The second example occurred in 1997. Zairean rebels fighting to overthrow the government of dictator Mobutu Sese Seko often complained that when they approached groups of Rwandan refugees who were then fleeing Zaire’s civil war, they were often fired upon by armed elements hiding among the civilians. This fact was in turn used as an excuse by the rebels to indiscriminately attack refugee areas, often massacring hundreds of women, children, and elderly—clearly illegal under IHL.

Some cases are not so cut-and-dried.

One such incident took place in El Salvador in March 1984. Under attack for its appalling human rights record, and unable to convince the world that it was waging a righteous struggle against Communist insurgents, El Salvador's military was searching for an incident to bolster its case before upcoming elections.

The army's prayers appeared to have been answered one Monday evening outside the small town of San Antonio Grande when rebels of the Farabundo Marti National Liberation Front (FMLN) attacked a train traveling from the town of San Vicente in the west of the country to the capital, San Salvador.

The railway line cut though the heart of guerrilla territory. Trains plying this route were regularly fired upon or blown up. But these were always cargo trains, usually carrying supplies for the military or the businesses of the army's wealthy patrons—clear military objectives. This time, however, the train was full of civilian passengers.
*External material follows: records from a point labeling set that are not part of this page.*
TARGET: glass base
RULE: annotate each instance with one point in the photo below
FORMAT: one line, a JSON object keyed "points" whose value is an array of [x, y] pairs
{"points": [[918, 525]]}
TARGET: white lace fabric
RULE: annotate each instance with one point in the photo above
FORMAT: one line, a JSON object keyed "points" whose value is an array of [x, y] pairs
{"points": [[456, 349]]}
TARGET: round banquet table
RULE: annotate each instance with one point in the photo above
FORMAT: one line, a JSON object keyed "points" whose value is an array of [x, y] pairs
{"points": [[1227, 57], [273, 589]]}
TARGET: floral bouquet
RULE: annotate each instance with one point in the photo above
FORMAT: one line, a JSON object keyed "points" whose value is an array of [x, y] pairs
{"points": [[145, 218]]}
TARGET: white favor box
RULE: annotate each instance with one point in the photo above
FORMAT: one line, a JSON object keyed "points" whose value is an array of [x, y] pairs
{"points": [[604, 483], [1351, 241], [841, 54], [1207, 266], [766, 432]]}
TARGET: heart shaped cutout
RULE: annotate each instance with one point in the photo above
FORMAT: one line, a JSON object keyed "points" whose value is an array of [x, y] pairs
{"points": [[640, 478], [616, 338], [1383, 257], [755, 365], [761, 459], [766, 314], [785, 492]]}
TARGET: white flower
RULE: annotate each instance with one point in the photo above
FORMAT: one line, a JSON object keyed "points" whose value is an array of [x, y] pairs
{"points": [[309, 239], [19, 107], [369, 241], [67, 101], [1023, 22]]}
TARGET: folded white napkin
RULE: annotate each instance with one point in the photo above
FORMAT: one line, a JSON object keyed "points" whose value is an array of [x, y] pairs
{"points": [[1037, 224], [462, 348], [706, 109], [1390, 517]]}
Eight people, including women and children, were killed and dozens wounded. Here at last was the "proof" of what the Salvadoran Army had contended all along: that its enemies were war criminals with no regard for human life. An attack that does not distinguish between military objectives and civilians is a war crime.

The foreign press was summoned to the site the next morning by the Salvadoran military. Inside the train, the bodies of two men, four women, and a child were lying in a pool of congealed blood underneath wooden seats on the floor of a railway carriage. They had been left where they fell, untouched for fifteen hours so reporters could broadcast the guerrillas’ deed to more dramatic effect.

Outside, a young woman was on her knees, rooted to a spot where she had collapsed. She was bent over the body of a small boy, resting her head on the back of one hand, while the other clutched at her breast as if trying to tear her own heart out. She wailed, pleading to God for her little son's life while damning the guerrillas. Her cries went out over the airwaves as well.

This, an army spokesman announced with enthusiasm, was proof of the barbarity of the guerrillas. But upon talking to survivors another picture, different from what the Salvadoran Army wanted us to believe, began to emerge.

According to the engineer, the rebels had brought the train to a halt after two mines went off on the track. The rebels had then demanded the surrender of a detachment of soldiers and five thousand rounds of ammunition that were in the last car. The soldiers had refused and a firefight ensued. Surviving passengers said that when the FMLN attack intensified the soldiers had taken refuge in their carriage, shooting at the attackers while hiding behind the civilian passengers for protection. It was then that people were killed.

Not wanting the bodies of its troops to be seen lying alongside those of civilians in a passenger carriage, the army removed the soldiers' corpses long before journalists arrived.

Despite the survivors’ story it is unclear whether the soldiers had rushed to the passenger area to use civilians as shields—clearly a war crime—or fled that particular car because they thought it was the best place to take cover, thereby committing no violation of law.

Whatever the truth, in the television propaganda war for the hearts and minds of the world, it was the guerrillas of FMLN and not the Salvadoran Army who lost sympathy points that day.